Finding consistent and comprehensive information on residential coastal properties likely to be lost to the sea under government preferred policies is difficult, if not impossible. A recent Internet trawl for data relevant contained in all second generation SMPs threw up various difficulties:

·         Far from all second generation SMPs had been published on-line by the relevant Operating Authorities when I searched them in November 2011, and of those that were published some were in draft form.

·         Where SMPs contained data on properties at risk under preferred policies, this was codified inconsistently. For example, some reported in terms of the financial value of properties concerned, whereas others report in terms of the number of properties. Others still were content to report simply that there are potential effects on property, without enumerating.  

·         A similar problem applies in terms of timeframes – whereas most SMPs that reported at all did so using short-, medium- and long-term analyses, one reported only over the whole 0-100 year period.

·         Finally, some SMPs were coy on the numbers of properties likely to be lost as investment in defence by affected communities remains to be negotiated.

I do know, however, that a detailed picture of homes likely to be lost is anticipated by officials imminently, and that it is expected to cover not only predicted erosion for the coasts of England and Wales but also the number of homes lost to the sea under government’s preferred policies in both the short term (0-20 years), medium term (20-50 years) and long term (50-100 years). A comprehensive understanding of homes expected to be lost under government policies, and the people and communities who inhabit them with a view to achieving just outcomes, is overdue.

It is imperative that government propels this information into the public domain and encourages its consideration. The public needs to know the numbers, and I want to know who is to shoulder these losses, where they are, and what kinds of settlements they live in. This, I suggest, may be closely related to their ability to negotiate acceptable outcomes with authority.



[1] http://www.defra.gov.uk/environment/flooding/coastal-change-pathfinders/
[2] DEFRA 2009c. Guidance for Community Adaptation Planning and Engagement (CAPE) on the Coast, working paper, Scott Wilson/Defra 2009.

[3] Swart, R., Biesbroek, R., Binnerup, S., Carter, T., Cowan, C., Henrichs, T.,
Loquen, S., Mela, H., Morecroft, M., Reese, M. and Rey, D. 2009. Europe Adapts to Climate Change: Comparing National Adaptation Strategies.

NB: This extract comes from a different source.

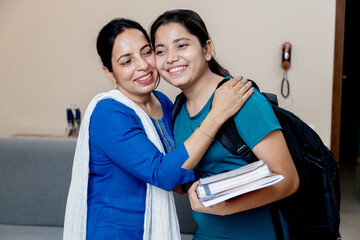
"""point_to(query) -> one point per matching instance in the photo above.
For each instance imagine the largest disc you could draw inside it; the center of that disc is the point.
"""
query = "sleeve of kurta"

PEER Report No 1. Helsinki: Partnership for European Environmental Research.

[4] Parliamentary Office of Science and Technology. 2010. Postnote Number 363.
[5] Department for Environment Food and Rural Affairs & the Environment Agency. 2011. Understanding the risks, empowering communities, building resilience: the national flood and coastal erosion risk management strategy for England. London: The Stationery Office.